When it comes to connecting with other founders and sharing experiences, Cowle emphasises the importance of being part of a supportive, collaborative community like Helm. "The value of Helm to me has been... people. Founders are all people. They all have interesting stories. And being able to be in a group where I have weekly calls with people through coffee roulette, where you're randomly paired with a member of Helm. My gosh, you have no idea where that 30-minute conversation is going to start and finish."
She advises potential founders to be clear about their mission and vision and emphasises the importance of a positive mindset and happiness in work and life. "Really being clear with what your vision and mission is from the start will mean that you make better decisions along the way because we do get decision fatigue."
Being able to have a positive mindset and show strong leadership means you've got to get out of your head.
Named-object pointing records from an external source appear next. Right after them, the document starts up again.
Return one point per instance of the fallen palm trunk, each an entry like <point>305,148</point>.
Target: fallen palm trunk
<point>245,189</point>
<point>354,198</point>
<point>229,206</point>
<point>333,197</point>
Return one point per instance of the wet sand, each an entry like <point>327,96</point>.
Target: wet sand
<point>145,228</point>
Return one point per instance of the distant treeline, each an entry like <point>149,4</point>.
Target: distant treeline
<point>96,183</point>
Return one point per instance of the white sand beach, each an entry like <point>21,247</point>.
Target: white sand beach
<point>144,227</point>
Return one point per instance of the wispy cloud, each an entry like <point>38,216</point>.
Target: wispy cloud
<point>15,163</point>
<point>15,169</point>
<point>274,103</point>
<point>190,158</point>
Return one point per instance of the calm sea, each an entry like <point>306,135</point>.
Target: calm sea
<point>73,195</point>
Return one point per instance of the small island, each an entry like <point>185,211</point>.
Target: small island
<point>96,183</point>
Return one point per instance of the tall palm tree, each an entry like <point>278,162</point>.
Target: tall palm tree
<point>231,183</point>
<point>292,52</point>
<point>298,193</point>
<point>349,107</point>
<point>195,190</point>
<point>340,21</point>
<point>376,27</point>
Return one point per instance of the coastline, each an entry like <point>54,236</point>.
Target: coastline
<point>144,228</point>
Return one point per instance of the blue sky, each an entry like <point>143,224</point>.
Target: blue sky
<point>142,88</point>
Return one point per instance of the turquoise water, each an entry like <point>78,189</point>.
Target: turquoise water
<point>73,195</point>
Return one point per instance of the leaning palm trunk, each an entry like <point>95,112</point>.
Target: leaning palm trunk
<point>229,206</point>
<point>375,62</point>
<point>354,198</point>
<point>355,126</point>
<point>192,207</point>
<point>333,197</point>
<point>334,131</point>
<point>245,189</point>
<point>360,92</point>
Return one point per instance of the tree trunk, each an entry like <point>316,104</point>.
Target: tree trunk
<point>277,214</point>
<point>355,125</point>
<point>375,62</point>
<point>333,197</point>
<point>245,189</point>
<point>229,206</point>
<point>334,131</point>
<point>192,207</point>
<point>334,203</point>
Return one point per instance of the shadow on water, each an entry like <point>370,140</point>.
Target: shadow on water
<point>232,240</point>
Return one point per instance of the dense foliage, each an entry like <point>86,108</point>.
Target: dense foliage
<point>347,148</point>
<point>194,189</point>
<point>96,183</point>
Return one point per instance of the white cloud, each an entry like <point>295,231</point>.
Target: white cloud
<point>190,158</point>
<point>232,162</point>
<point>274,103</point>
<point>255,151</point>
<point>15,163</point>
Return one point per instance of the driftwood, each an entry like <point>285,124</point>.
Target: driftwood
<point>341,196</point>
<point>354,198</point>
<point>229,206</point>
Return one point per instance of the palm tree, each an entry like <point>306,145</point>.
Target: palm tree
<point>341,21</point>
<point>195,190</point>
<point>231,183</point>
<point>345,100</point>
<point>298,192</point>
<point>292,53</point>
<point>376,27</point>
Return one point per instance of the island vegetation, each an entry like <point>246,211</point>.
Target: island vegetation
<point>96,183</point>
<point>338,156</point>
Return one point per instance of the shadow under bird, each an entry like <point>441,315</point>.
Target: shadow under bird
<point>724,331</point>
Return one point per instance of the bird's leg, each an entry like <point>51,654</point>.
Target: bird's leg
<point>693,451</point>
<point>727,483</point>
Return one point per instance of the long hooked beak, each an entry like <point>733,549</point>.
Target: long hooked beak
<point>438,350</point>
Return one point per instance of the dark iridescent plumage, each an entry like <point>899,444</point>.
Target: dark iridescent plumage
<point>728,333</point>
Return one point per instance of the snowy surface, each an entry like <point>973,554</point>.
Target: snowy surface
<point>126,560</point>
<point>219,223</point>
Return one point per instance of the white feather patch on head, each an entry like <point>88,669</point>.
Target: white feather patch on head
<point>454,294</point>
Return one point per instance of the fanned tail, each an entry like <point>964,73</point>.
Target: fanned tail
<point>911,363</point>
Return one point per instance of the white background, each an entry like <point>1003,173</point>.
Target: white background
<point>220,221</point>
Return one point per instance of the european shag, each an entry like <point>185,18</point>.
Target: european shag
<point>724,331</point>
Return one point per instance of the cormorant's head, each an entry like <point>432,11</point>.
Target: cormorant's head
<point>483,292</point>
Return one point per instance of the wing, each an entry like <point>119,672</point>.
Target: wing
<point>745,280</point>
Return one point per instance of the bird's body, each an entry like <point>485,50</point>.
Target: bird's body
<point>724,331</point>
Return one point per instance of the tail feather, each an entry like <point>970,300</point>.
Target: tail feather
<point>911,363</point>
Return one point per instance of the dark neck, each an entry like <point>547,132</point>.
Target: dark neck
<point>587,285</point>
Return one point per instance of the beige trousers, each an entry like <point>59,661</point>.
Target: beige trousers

Jaye outlines her belief that this leaves you open to more opportunities. "I think that positivity is undervalued by people and people don't invest enough in it. One of the reasons that we made our mission to be the happiest agency in the world is because happiness brings great things, and a positive attitude can have a much bigger impact."
Finally, Jaye explains how her business, Launch, sets itself apart via its commitment to happiness first. "Launch is a bit different because we put happiness first. Ultimately, we're all humans and we all need to work and collaborate well together.”